Belinda: I probably should have been moving faster than I was, but I had Adam and he was squirming. Then I heard Jessica scream a second time "Belle, the water!” When I brought it to her, she was clutching the doorknob as if her life depended on it. For a few seconds, she stopped screaming, and managed to say: "Oh my gosh, it’s coming!" The next thing I knew she was down on all fours and screaming, "The baby’s head is out!"
Jessica: At that point, I knew I just had to push. I timed the contractions and pushed once, and the baby slid to the floor. No, I wasn’t able to catch the baby. She slid onto my yellow bathroom mat. Shocked and still in panic mode, I heard her cry. Her crying gave me a bit of relief.
Belinda: Within a blink of an eye, the baby glided out. She didn’t make a thump or anything; she just slid. I remember thinking to myself (but didn’t say aloud): "Holy crap, there’s a baby on the floor!"
I didn’t want to freak Jessica out, so I kept my thoughts to myself and started to say a prayer aloud. Almost immediately Jessica started dialing her doctor again, but she didn’t pick up. Jessica just kept saying, "What do I do? What do I do?” And all I could say was "It’s okay, Jess; don’t worry, Jess, everything's going to be okay".
But honestly I didn’t know that it’s actually normal for a baby to be a little bit blue when she’s born, and I was really scared. I had called 911 at some point and hung up because they asked for Jessica’s address, and it was taking me too long to figure it out. Thankfully, within a few minutes after Jessica delivered her baby, Hetty arrived. She ran in and took over. I was so relieved because I don’t know what we would have done. I still had Adam in my arms when I finally heard the baby let out a cry.

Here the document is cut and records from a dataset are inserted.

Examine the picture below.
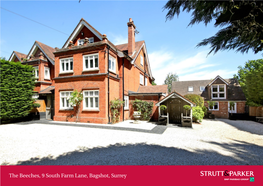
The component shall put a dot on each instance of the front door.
(175, 111)
(50, 107)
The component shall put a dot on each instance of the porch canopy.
(174, 103)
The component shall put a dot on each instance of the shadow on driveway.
(243, 153)
(244, 125)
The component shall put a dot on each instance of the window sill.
(90, 70)
(70, 109)
(92, 110)
(61, 73)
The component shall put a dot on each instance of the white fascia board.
(35, 47)
(174, 94)
(147, 58)
(220, 79)
(76, 32)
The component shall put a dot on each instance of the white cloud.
(195, 67)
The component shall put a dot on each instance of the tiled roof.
(176, 93)
(47, 49)
(47, 90)
(153, 89)
(234, 90)
(20, 55)
(124, 47)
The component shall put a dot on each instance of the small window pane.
(71, 65)
(216, 106)
(87, 63)
(96, 102)
(215, 95)
(96, 62)
(214, 88)
(63, 102)
(87, 102)
(91, 63)
(91, 102)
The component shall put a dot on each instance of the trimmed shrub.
(198, 100)
(198, 114)
(17, 84)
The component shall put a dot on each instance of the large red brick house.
(41, 57)
(221, 91)
(90, 63)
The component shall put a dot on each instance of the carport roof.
(178, 95)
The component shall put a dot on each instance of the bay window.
(91, 100)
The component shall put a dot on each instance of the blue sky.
(170, 44)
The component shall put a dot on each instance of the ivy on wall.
(17, 84)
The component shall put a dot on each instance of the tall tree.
(169, 80)
(250, 78)
(242, 22)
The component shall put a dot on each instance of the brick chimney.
(131, 37)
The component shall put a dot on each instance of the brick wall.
(223, 108)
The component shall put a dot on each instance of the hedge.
(17, 84)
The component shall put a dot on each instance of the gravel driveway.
(214, 142)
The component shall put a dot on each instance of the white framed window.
(202, 88)
(141, 79)
(142, 60)
(216, 106)
(47, 73)
(218, 91)
(91, 100)
(66, 65)
(91, 62)
(126, 102)
(112, 64)
(64, 100)
(81, 42)
(91, 39)
(232, 109)
(190, 89)
(36, 72)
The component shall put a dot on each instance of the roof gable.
(218, 80)
(82, 23)
(46, 50)
(17, 55)
(176, 95)
(139, 45)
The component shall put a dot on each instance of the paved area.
(214, 142)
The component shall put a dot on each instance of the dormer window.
(81, 42)
(218, 91)
(190, 89)
(202, 88)
(36, 72)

Jessica: Soon Hetty rushed in and cut the cord. I was surprised she was here! All she had in her hands were a sterilized clamp and scissors. She checked that everything had come out, and wrapped the baby in a towel. The lighting wasn’t good and she urged us to get to the hospital as fast as possible. I put a pad on, sweats and my down winter coat and walked out to the living room.
Belinda: Hetty was so calm. She helped Jessica cut the umbilical cord, and I remember Hetty saying, "Awe, Jess, you did it!” Jess kept asking if the baby was okay because she slipped onto the floor. She was worried about the baby’s head but Hetty assured us, saying babies are strong and it was okay. Jessica asked if she should push the placenta out, but it was already on the floor. I held the baby while Hetty did a final check. The baby was so perfect. I showed Adam his baby sister, and he started to smile.
The doorbell rang. It was Jessica’s friend's mom and Cindy. I’ll never forget the look on Cindy’s face when Jessica told her she already had the baby. She was in disbelief! Aside from some stomach discomfort, Jessica looked totally poised. I don’t think anyone would have even guessed that she just gave birth to a baby in her bathroom!
Jessica: Hetty held the baby as we stepped outside in the freezing cold to wait for the ambulance. We waited a good long time, and we contemplated taking her car, but I didn’t want to bleed all over it! Eventually, the ambulance slowly pulled up, and we quickly climbed the mound of snow to get in.
Belinda: Just as we went outside, an ambulance pulled up, and within minutes after that, Sam's car arrived too. We told him Jessica was already on her way to the hospital—with his new baby girl.
Jessica: We ran into a few snafus on the way to the hospital—the paramedics initially insisted that we call another ambulance for the baby (because that ambulance was called only for one person—me) and hospital wouldn’t release the baby from the NICU because I didn’t have the appropriate paperwork. But it eventually all worked out, and when my daughter was placed in my arms, I was finally able to take everything in. She was perfect—and she still is.